Nous avons un « engagement européen commun et […], si l’Europe existe, si la construction européenne existe, c’est aussi grâce à la détermination des générations avant nous et à la volonté des peuples de travailler ensemble, malgré, souvent, des moments de doute ».
« Nous vivons une époque turbulente », a-t-il ensuite poursuivi. « Des changements qui se produisent à une vitesse vertigineuse, […] ce monde qui a changé […] [tout cela] exige de nous la même détermination que la génération qui a construit la Communauté européenne du charbon et de l’acier (en 1952) alors qu’elle était encore » sous le choc de la Seconde guerre mondiale, a-t-il déclaré.
Stéphane Séjourné a souligné que tous les secteurs européens seront imbriqués dans une politique industrielle stratégique, de la production traditionnelle à forte intensité énergétique aux technologies propres.

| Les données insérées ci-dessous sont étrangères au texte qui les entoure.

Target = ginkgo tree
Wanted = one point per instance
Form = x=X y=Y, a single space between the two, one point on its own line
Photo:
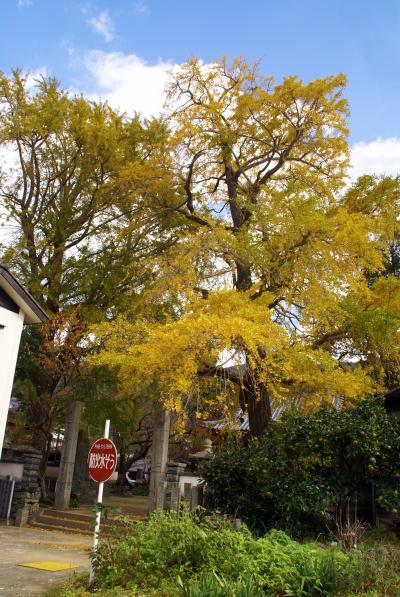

« Nous avons vu à quel point l’industrie européenne est fragile », a-t-il rappelé, à travers les crises en Ukraine et du Covid-19, soutenant que les différents types de production européenne devraient être encouragés et sauvegardés.
« Il n’y a pas de compétitivité sans autonomie, mais il n’y a pas d’autonomie sans compétitivité », a-t-il conclu.
Le sort de Stéphane Séjourné devrait être décidé par les députés européens soit mercredi 13 novembre, soit la semaine prochaine, en même temps que celui des cinq autres vice-présidents exécutifs désignés.